I know that I can get the relative extrema through differentiation, but I am having lots of problems to get the derivative of this A(t) function.

$\frac{d}{dt} (100,000e^{0.8 \sqrt{t} -.10 t}) =0$

I get :
$0.01t^{1/2} + 0.32 \frac{\sqrt{t}}{t}- 0.12 =0$

and I don't know how to solve for t.

I don't get that. Please show your steps taking the derivative.

 

[knowLittle]

0= 100,000 u e^u du. 100,000 cancels and u*du is multiplied.

$u={0.8 \sqrt{t} -.10 t}$ and $du= 0.4 t^{-1/2}- 0.10$
$0= [(0.4* 0.8)- 0.10 *0.8 \sqrt{t} - 0.10(0.4) \sqrt{t}+ (0.10^2) t ] e^u$

$0.12 \sqrt{t}- 0.01 t - 0.32=0$

 

[LCKurtz]

0= 100,000 u e^u du. 100,000 cancels and u*du is multiplied.

$u={0.8 \sqrt{t} -.10 t}$ and $du= 0.4 t^{-1/2}- 0.10$

That is $\frac {du}{dt} =0.4 t^{-1/2}- 0.10$

$0= [(0.4* 0.8)- 0.10 *0.8 \sqrt{t} - 0.10(0.4) \sqrt{t}+ (0.10^2) t ] e^u$

$0.12 \sqrt{t}- 0.01 t - 0.32=0$

I have no idea where you got those last two lines. The derivative of $100000e^u$ is $100000e^u\frac {du}{dt}= 100000e^{0.8 \sqrt{t} -.10 t}(0.4 t^{-1/2}- 0.10)$. That will be 0 only if the last factor is 0.

 

[knowLittle]

You are right.

$e^u 0.4 t^{-1/2} = e^u 0.10$

$t=16$
So, the only critical point is at t=16.

So, can I say that the function A(t) reaches maximum profit at year 1998 +16= 2014

 

[knowLittle]

Is my answer correct?

Thank you for all your help so far. Specially, thanks to Kurtz.

 

[LCKurtz]

You are right.

$e^u 0.4 t^{-1/2} = e^u 0.10$

$t=16$
So, the only critical point is at t=16.

So, can I say that the function A(t) reaches maximum profit at year 1998 +16= 2014

Is my answer correct?

Thank you for all your help so far. Specially, thanks to Kurtz.

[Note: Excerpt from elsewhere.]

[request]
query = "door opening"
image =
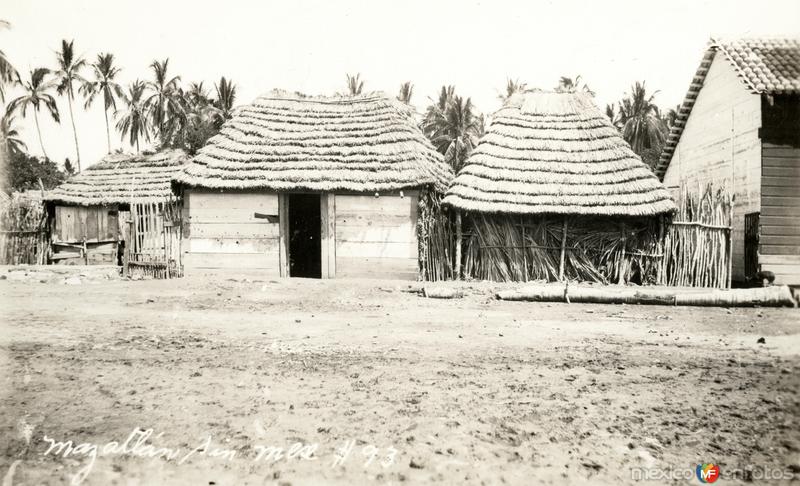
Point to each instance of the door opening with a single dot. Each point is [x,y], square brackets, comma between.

$t=16$ is correct. But if this is a problem you are going to hand in you should be sure to check that that value of $t$ gives a maximum of the function and not accidentally a minimum. Critical points can be either one or even a saddle point.

 

[knowLittle]

This problem is for personal leisure. But, yes; I am aware of the possibility in that critical point.
I have a problem in finding other test values, though.

I know that I have intervals <-00, 16> and <16, 00+>
If I assume that t>0, then, I only have <0,16>, <16, 00+>

For A(16) = 100 000 * e^( (0.8 * 4) - (.10* 16) ) = 495303.2424
Also, my second derivative test of A at the critical point is negative. So, the function is concave at t=16. Then, my relative maximum is at t=16 or year 2014.